Both ZIP code and county boundaries, like many government-established geographic structures, are dynamic and change over time. While counties generally remain consistent, they can occasionally be subject to changes such as boundary adjustments, renaming, or splitting into new counties, usually due to administrative decisions or legislative actions. ZIP codes, managed by the U.S. Postal Service, are also subject to change.
This pipeline uses crosswalks from the U.S. Department of Housing and Urban Development (HUD), maintained on a quarterly basis, to facilitate these translations. Only Q4 crosswalks are used to construct the master crosswalk in this pipeline, though intermediate quarterly crosswalks are also downloaded. Differences between quarterly crosswalks within a year (e.g., Q3 2020 and Q4 2020) are typically minor. A brief overview of these differences is provided in notes/notes.Rmd
.
In its default form, which we call xwalk_criteria = "one2one"
, this crosswalk pipeline outputs the one "best" matching county for every ZIP code for each year from 2010 to 2023.
zip | county | year | tot_ratio |
---|---|---|---|
84712 | 49017 | 2016 | 1.0000000 |
84712 | 49031 | 2017 | 0.6666667 |
84712 | 49031 | 2018 | 0.6666667 |
84712 | 49031 | 2019 | 0.6666667 |
84712 | 49031 | 2020 | 0.6666667 |
84712 | 49017 | 2021 | 0.8928571 |
Matches were determined by finding the county code that contained the highest number of addresses from a given ZIP code, tot_ratio
. It is also possible to set the configuration parameter criteria
to bus_ratio
, res_ratio
, or oth_ratio
which represent business addresses, residential addresses, and other addresses. These other criteria may provide lower numbers of zip matches depending on the area and years considered.

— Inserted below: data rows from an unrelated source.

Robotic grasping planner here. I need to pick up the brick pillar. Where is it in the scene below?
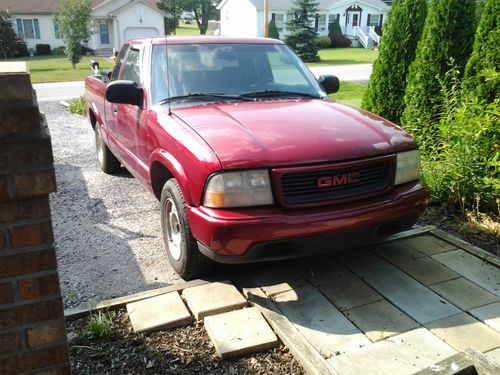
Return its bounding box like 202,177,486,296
0,63,70,375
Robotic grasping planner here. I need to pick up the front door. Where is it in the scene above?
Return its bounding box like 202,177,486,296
345,8,361,35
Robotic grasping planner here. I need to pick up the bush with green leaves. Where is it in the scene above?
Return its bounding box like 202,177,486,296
286,0,319,62
463,0,500,102
54,0,92,69
420,68,500,213
401,0,476,135
267,18,280,39
362,0,427,123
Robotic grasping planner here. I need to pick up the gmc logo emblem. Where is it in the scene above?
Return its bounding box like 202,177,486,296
317,172,360,188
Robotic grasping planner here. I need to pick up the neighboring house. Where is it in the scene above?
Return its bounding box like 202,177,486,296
217,0,390,47
0,0,165,55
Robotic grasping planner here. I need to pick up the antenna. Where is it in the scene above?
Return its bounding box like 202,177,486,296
165,37,172,116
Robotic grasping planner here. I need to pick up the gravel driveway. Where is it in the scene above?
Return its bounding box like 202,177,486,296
40,102,182,307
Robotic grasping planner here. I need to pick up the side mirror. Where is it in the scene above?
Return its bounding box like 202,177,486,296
318,74,340,94
106,81,144,107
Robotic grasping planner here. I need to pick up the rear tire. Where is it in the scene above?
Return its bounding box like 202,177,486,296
161,178,212,280
95,124,120,174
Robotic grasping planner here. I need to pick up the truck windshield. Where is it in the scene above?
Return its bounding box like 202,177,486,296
152,44,326,104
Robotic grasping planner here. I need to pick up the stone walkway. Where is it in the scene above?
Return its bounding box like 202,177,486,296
119,231,500,375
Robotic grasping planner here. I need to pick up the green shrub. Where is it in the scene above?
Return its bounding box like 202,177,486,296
463,0,500,102
268,19,280,39
330,35,352,48
419,69,500,213
68,96,87,116
401,0,475,133
362,0,427,123
35,44,50,56
317,36,332,48
86,310,113,338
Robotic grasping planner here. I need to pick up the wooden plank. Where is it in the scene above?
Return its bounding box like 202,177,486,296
64,279,211,321
431,229,500,268
231,275,338,375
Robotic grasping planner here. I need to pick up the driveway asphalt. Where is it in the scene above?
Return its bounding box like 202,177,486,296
33,64,372,103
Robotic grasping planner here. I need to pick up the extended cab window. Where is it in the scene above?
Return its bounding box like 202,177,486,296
121,48,141,84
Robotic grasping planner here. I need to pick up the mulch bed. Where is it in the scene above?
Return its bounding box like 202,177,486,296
66,309,304,375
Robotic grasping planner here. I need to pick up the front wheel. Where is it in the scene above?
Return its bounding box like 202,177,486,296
161,178,211,280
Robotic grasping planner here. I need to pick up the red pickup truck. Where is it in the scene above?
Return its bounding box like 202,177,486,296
85,37,428,279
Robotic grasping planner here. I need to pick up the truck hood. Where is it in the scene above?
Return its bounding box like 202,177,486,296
173,99,416,169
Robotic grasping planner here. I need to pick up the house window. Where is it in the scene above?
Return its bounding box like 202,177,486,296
16,18,40,39
274,13,285,31
368,14,380,26
99,20,110,44
54,22,61,39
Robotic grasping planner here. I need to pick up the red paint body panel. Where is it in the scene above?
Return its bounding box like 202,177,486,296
86,37,428,262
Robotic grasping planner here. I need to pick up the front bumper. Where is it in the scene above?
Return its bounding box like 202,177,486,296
188,183,428,263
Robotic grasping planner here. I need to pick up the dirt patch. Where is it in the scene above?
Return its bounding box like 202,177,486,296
67,309,304,374
417,207,500,256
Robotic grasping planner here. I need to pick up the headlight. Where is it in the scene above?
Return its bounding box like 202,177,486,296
203,169,274,208
394,150,420,185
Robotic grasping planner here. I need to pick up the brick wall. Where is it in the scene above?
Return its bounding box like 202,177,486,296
0,63,70,375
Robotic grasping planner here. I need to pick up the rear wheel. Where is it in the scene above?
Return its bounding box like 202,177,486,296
161,178,212,280
95,124,120,174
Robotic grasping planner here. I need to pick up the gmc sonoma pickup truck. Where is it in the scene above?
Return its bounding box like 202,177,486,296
85,37,428,279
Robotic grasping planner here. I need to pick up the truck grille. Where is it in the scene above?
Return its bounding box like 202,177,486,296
281,160,392,205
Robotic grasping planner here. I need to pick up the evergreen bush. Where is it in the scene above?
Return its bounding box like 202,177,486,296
362,0,427,123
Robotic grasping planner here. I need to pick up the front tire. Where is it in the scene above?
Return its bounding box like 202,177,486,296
95,124,120,174
161,178,211,280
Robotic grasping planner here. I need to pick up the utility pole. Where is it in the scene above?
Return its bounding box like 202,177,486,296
264,0,269,38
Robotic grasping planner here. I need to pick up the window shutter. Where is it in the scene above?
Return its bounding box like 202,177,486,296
16,18,24,39
33,18,40,39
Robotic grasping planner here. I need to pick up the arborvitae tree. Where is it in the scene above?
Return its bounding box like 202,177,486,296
286,0,319,62
267,18,280,39
362,0,427,123
401,0,475,132
463,0,500,103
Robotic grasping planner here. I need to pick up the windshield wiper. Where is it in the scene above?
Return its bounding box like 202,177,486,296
158,92,251,104
239,90,321,99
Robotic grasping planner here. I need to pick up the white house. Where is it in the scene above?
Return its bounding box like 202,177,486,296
0,0,165,55
217,0,390,47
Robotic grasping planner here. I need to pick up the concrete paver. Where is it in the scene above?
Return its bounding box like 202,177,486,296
182,281,248,320
398,257,460,285
249,266,307,296
362,265,460,324
346,300,419,342
486,348,500,365
469,302,500,332
318,273,382,311
204,307,278,358
401,236,457,255
426,313,500,352
370,241,425,265
127,292,193,332
429,278,500,311
328,328,456,375
432,250,500,296
275,286,370,358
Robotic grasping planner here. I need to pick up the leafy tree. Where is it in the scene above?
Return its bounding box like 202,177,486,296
463,0,500,103
180,0,220,35
55,0,92,69
401,0,475,134
286,0,319,62
0,9,17,59
156,0,183,35
362,0,427,123
268,18,280,39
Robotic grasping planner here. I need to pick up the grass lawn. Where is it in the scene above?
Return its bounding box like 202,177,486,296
330,81,366,107
7,56,113,83
306,48,378,67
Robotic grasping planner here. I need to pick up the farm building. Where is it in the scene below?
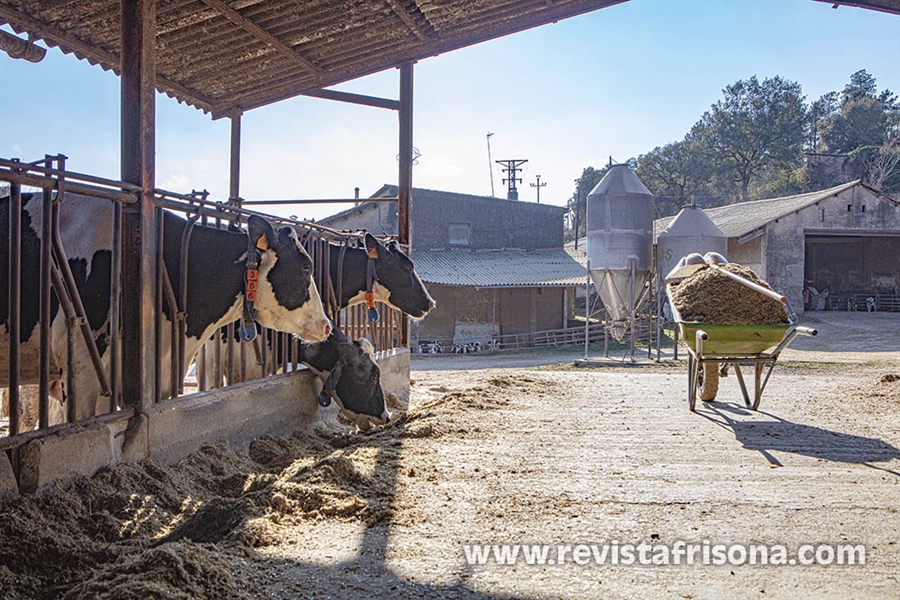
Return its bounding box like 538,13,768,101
320,185,586,346
655,181,900,313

While the majority of ZIP-codes fall neatly into a single county, a significant fraction--roughly 15%--have at least 10% of addresses in a second, non-primary county. While certain types of analyses, especially those dealing with count data, may ignore this nuance, it may be important to keep in mind for other kinds of research. This pipeline can also return a more detailed breakdown of all the counties that have at least some shared addresses with a given FIPS code. We call this xwalk_criteria = "one2few"
.
zip | county | year | tot_ratio | top_match |
---|---|---|---|---|
84712 | 49017 | 2016 | 1.0000000 | True |
84712 | 49031 | 2017 | 0.6666667 | True |
84712 | 49017 | 2017 | 0.3333333 | False |
84712 | 49031 | 2018 | 0.6666667 | True |
84712 | 49017 | 2018 | 0.3333333 | False |
84712 | 49031 | 2019 | 0.6666667 | True |
In this case, the column top_match
indicates if the county
in that row is the highest-ranking match for the given zip
in that specific year
. Other options for crosswalk output are one2one_summy
and one2few_summy
, which simplify the data frame output through summarizing it across years. The following is example output from the pipeline with xwalk_method=one2one_summy
:
zip | county | min_year | max_year | tot_ratio_avg | tot_ratio_min | tot_ratio_max |
---|---|---|---|---|---|---|
84712 | 49017 | 2010 | 2016 | 1.0000000 | 1.0000000 | 1.0000000 |
84712 | 49031 | 2017 | 2020 | 0.6666667 | 0.6666667 | 0.6666667 |
84712 | 49017 | 2021 | 2023 | 0.9036797 | 0.8928571 | 0.9090909 |
The min_year
and max_year
, and parameters control the minimum year for crosswalk analysis (data not available before 2010), maximum year for crosswalk analysis (maximum is 2023 at time of writing).